We looked at side effects, and we found that adverse events were consistent with previous trials of amivantamab and lazertinib, mostly due to EGFR inhibition, including skin rash and diarrhea, as well as MET inhibition. There were also infusion-related reactions, which are one of the known side effects of intravenous amivantamab.

It’s notable, though, that in current formulations of amivantamab, which are subcutaneous, infusion-related reactions are really not seen anymore and that the skin reactions are much improved with the use of enhanced supportive care methods, including increased use of emollients and prophylactic antibiotics. We’ve seen data from both the COCOON study and other data at ASCO being presented in poster format from the COPERNICUS study of enhanced supportive care to try and prevent these reactions, with much lower incidences of adverse events.
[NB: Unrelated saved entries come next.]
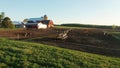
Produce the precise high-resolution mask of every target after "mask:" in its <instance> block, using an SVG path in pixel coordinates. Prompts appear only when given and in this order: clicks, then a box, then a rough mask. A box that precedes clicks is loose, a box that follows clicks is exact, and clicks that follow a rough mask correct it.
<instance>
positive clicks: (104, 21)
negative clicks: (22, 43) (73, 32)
mask: <svg viewBox="0 0 120 68" xmlns="http://www.w3.org/2000/svg"><path fill="white" fill-rule="evenodd" d="M0 12H5V15H6V16H8V17H10V18H11V19H12V20H13V21H23V20H24V19H26V18H34V17H35V18H36V17H41V16H44V15H45V14H46V15H47V16H48V18H49V19H51V20H53V21H54V23H55V24H64V23H78V24H94V25H113V24H114V25H120V0H10V1H9V0H0Z"/></svg>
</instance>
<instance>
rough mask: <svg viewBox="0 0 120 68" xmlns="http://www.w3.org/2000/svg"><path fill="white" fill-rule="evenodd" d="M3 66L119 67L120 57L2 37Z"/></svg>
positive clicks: (1, 61) (39, 66)
mask: <svg viewBox="0 0 120 68" xmlns="http://www.w3.org/2000/svg"><path fill="white" fill-rule="evenodd" d="M0 67H1V68H96V67H99V68H119V67H120V58H112V57H106V56H102V55H95V54H90V53H85V52H80V51H74V50H69V49H63V48H58V47H53V46H48V45H44V44H37V43H28V42H21V41H11V40H7V39H0Z"/></svg>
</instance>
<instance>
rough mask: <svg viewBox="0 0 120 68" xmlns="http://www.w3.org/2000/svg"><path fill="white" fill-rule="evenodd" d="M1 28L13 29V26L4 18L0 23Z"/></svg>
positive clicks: (7, 18) (6, 18) (13, 26)
mask: <svg viewBox="0 0 120 68" xmlns="http://www.w3.org/2000/svg"><path fill="white" fill-rule="evenodd" d="M1 26H2V27H3V28H15V25H14V24H13V23H12V21H11V19H10V18H9V17H5V18H4V19H3V21H2V23H1Z"/></svg>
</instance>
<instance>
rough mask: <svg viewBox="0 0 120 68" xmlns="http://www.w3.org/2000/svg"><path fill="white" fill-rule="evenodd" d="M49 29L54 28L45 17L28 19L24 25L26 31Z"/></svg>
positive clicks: (46, 18)
mask: <svg viewBox="0 0 120 68" xmlns="http://www.w3.org/2000/svg"><path fill="white" fill-rule="evenodd" d="M51 27H54V24H53V21H52V20H48V17H47V15H44V17H40V18H30V19H28V22H27V23H26V28H27V29H46V28H51Z"/></svg>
So we were particularly interested in figuring out what factors are associated with longer time on treatment that may also predict better overall survival in response to this therapy. What we found was that at 2 years, 39% of patients remained on treatment at 2 years and beyond. The reasons for discontinuation among those who discontinued were mostly disease progression, followed by adverse events from drugs, followed by patient choice.

So we looked at clinical factors that were associated with longer time on treatment. We didn’t see an association with age, didn’t see an association with Asian race versus non-Asian race, and didn’t see an association with brain metastases at baseline versus not. Then we were even more interested in looking at the exact type of atypical mutation because we can classify these into classical-like mutations, which respond fairly well to third-generation EGFR TKIs, and PACC-like mutations, which typically don’t respond to the currently available EGFR inhibitors.

We did not notice an association with longer times on treatment with regard to whether they were classical-like or PACC-like, nor with the presence of TP53 mutations, which were associated with lower progression-free survival.

So when we put these data into context, when we look at afatinib and osimertinib as the currently available options, it looks like amivantamab and lazertinib, based on this 49-patient study, is another potential first-line option. I think it’s worth noting that the ASCO guidelines for treatment of EGFR-mutant lung cancer were actually updated a few days ago to reflect amivantamab and lazertinib as a third treatment option for this patient population.

Source:

Neal JW, Cho BC, Wang Y, Wu L, Felip E, Cui J, et al. Overall survival of first-line amivantamab plus lazertinib in atypical EGFR-mutated advanced non-small cell lung cancer (NSCLC): Updated results from the CHRYSALIS-2 study. Presented at the ASCO Annual Meeting. 2026. Abstract 8514.